The first thing I remember when I think back to the first day was the birds. My family and I lived in the top apartment by the San Francisco beach. Our apartment building was towards the outskirts of the city, an abandoned warehouse sitting behind us, just blocking the ocean. Most of the time I climbed out on the fire escape to elude my parents' screaming but I came out to watch the sprawling city. The seagulls tended to chatter around my head, but that one day the air was quiet and still like the hour before a storm. This storm would be one to remember...
"Shayla?" said a small girl, leaning out of the window, "Come back inside." I turned to my sister, shaking my head. "Shayla please, there's something on the television," she begged. Hearing the fear in my five year old sister's voice made me break. I nodded briefly, glancing out at the setting sun and the unusual quiet sky. I climbed inside the window, taking my sister's tiny hand in my own.
"Show me Charlotte," I murmured quietly and she pulled me to the small television set in the room. The news channel was on, strange. I picked up the remote, clicking the buttons a few times but the same program was on the next channel and the next. My mother's shouting slid underneath the door, curling in my mind. I turned up the volume, intent on hearing the bland newscaster for once.
"-strange outbreaks of this... disease have been spreading throughout the world.
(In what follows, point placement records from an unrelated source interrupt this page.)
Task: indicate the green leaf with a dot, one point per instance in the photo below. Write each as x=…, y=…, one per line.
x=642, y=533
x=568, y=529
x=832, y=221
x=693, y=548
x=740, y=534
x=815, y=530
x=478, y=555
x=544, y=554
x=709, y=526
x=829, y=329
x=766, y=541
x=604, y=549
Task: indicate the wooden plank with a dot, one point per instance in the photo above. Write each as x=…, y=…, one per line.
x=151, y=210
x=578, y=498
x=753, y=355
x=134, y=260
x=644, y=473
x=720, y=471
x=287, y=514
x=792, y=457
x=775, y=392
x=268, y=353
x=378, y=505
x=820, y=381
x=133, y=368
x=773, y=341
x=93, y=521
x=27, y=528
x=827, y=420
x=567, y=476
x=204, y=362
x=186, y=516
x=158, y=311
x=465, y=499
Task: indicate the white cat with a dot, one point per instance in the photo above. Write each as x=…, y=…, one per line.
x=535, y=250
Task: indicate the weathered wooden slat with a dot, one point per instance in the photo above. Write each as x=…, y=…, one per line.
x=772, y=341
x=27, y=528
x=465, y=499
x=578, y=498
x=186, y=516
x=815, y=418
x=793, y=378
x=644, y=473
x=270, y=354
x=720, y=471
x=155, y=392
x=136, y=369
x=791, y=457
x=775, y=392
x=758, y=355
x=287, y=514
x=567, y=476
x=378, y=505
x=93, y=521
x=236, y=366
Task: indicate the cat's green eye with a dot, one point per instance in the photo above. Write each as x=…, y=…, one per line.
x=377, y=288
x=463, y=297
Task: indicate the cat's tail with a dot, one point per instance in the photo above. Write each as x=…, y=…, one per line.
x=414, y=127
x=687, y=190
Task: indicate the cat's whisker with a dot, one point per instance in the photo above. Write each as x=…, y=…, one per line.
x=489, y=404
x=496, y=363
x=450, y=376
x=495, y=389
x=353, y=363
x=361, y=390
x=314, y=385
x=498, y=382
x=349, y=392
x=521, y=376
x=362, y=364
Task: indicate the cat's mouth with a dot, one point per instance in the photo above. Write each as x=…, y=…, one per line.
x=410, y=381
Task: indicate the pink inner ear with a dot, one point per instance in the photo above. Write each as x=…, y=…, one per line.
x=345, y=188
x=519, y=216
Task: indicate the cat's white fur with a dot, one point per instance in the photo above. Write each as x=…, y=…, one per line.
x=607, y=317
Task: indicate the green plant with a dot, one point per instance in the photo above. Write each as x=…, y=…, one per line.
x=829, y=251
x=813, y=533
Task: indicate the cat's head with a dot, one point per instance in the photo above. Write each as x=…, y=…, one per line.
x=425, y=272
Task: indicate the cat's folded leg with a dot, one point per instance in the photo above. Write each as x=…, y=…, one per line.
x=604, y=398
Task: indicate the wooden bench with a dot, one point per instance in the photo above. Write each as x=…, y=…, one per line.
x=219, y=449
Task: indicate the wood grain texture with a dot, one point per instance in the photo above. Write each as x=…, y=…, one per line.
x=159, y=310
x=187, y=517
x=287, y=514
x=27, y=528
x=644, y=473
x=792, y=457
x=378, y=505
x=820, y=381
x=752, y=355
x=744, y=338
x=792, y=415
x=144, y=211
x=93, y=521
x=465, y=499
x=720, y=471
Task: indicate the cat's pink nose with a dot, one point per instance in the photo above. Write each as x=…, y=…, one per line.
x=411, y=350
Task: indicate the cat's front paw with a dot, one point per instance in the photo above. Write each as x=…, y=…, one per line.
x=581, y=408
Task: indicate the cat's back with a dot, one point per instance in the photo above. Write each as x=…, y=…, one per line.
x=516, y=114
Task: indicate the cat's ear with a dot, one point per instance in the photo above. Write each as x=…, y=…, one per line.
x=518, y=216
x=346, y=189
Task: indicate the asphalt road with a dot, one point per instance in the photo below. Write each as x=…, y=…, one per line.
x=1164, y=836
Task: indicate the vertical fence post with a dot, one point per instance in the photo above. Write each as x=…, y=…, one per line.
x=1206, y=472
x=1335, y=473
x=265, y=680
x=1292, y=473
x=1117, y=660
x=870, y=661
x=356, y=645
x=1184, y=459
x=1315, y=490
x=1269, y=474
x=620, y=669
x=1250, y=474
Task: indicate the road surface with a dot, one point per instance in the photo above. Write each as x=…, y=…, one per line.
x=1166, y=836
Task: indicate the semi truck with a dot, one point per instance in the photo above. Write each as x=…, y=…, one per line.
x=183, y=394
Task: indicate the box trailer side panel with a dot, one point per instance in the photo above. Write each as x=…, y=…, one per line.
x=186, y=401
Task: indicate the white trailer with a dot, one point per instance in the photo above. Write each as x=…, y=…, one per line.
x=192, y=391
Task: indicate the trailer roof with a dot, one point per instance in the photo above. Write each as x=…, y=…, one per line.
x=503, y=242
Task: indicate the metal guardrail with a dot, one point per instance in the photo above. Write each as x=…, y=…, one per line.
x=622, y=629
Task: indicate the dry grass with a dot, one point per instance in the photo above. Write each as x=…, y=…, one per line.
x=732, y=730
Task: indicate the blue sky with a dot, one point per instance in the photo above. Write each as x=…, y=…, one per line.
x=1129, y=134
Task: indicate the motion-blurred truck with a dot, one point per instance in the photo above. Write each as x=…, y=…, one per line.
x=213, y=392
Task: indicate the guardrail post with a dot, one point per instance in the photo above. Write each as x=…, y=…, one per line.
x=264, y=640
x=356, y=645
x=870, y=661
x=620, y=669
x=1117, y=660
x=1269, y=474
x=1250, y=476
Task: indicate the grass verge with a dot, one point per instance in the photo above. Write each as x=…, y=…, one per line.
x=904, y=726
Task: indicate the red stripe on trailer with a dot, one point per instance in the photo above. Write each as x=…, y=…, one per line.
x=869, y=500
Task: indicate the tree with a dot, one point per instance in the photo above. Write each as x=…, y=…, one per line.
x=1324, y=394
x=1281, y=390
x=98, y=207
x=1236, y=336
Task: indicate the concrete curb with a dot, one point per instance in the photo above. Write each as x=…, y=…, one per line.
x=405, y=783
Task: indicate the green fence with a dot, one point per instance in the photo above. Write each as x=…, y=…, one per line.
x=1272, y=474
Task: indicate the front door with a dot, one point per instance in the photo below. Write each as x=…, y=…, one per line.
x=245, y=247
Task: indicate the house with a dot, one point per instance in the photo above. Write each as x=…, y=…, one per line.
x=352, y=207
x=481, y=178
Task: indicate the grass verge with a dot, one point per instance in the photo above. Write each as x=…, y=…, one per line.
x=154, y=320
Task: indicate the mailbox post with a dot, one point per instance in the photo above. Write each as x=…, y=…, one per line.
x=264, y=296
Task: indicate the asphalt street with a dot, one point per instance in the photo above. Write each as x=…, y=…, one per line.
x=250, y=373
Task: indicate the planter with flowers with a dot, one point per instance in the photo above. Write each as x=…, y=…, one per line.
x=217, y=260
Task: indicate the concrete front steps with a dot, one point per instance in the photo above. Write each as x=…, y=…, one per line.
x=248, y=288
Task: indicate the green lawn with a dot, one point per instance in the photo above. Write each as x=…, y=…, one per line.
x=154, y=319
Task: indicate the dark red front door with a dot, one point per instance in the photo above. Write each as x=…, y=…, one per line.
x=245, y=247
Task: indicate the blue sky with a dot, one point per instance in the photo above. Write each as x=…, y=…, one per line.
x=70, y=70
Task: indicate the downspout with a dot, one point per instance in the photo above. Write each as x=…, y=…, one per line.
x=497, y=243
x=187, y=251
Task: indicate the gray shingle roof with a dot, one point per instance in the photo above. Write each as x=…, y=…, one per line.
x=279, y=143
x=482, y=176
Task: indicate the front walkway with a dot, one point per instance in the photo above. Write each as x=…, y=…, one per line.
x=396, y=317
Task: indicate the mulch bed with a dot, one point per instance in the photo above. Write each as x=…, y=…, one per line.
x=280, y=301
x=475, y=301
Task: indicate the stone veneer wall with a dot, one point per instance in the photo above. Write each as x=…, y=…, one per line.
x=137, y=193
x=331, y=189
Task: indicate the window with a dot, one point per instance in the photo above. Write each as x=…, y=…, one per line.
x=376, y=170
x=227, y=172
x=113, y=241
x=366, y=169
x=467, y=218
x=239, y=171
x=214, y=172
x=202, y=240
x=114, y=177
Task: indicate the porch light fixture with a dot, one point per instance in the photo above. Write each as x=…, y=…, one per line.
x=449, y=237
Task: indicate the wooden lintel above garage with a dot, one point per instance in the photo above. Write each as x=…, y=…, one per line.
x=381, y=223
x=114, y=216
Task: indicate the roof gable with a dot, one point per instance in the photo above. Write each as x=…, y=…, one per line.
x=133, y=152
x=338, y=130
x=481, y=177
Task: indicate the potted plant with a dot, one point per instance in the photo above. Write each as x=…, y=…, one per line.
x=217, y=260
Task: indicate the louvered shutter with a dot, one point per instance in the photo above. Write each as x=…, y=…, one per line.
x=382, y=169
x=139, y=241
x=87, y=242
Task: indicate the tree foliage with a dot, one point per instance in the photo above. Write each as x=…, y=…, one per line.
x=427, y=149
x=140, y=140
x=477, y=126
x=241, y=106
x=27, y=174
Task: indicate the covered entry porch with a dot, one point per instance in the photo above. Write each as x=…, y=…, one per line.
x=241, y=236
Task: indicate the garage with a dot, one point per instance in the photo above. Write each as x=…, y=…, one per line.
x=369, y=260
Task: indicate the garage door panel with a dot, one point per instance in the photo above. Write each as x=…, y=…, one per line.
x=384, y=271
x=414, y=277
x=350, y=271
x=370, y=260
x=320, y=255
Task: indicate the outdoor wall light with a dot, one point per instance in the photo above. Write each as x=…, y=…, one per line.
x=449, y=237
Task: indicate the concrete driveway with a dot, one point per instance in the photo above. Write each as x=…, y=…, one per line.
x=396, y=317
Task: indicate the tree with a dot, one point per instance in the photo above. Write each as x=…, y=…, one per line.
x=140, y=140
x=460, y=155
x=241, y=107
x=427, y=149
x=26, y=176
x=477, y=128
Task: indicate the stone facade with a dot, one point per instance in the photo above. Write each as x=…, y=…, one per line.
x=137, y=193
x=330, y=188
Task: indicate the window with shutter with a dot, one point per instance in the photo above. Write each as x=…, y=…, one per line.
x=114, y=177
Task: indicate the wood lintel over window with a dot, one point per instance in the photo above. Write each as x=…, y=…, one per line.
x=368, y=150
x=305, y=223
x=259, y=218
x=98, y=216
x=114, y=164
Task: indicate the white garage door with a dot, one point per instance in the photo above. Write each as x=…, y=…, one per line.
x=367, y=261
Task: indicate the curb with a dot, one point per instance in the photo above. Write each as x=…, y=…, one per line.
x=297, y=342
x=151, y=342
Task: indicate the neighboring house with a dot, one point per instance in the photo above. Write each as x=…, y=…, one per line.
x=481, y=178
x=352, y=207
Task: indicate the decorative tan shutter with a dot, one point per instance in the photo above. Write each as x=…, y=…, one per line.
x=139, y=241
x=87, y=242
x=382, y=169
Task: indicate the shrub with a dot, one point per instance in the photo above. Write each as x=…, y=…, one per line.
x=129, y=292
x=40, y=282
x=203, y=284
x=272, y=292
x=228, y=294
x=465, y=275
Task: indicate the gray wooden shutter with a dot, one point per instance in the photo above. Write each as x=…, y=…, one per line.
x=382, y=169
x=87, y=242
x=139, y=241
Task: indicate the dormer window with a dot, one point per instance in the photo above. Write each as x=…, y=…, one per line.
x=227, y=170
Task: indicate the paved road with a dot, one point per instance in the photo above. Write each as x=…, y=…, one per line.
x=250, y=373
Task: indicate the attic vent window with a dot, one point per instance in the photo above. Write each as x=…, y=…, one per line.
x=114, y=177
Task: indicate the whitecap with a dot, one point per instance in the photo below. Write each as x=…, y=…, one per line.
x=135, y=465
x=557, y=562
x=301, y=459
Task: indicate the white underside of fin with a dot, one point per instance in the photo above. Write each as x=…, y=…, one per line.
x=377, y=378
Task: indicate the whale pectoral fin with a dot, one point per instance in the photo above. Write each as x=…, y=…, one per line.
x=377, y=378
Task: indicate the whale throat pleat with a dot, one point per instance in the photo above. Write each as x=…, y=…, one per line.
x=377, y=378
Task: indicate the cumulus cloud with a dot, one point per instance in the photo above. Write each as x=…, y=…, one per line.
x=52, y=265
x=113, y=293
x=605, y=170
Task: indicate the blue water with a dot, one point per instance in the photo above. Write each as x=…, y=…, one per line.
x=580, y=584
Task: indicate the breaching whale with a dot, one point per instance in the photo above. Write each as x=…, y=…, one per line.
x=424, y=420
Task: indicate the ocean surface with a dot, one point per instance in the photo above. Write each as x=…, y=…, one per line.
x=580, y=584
Many researchers are studying the compounds of this disease but apparently, the cells die as soon as they are removed from the subject. However, we have gotten a report on what this disease in fact does." The newscaster disappeared, replaced with a video clip with a LIVE icon flashing in the corner. Three men in white lab coats were surrounding a table with a young woman. Her eyes were closed, tubes coiling out of her arm and leather restraints were on her legs and arms. One man began addressing the camera.
"This disease travels through the blood cells, circulating quickly," he began before a large shout was heard behind him. The woman's eyes snapped open as she struggled violently. The restraints snapped underneath the immense amount of pressure and she leaped at the two men beside her. She tore out their throats and broke the thirds neck. The cameraman had dropped the camera, fleeing for his life. Out of the corner of the screen you could see the girl snap the cameraman's neck.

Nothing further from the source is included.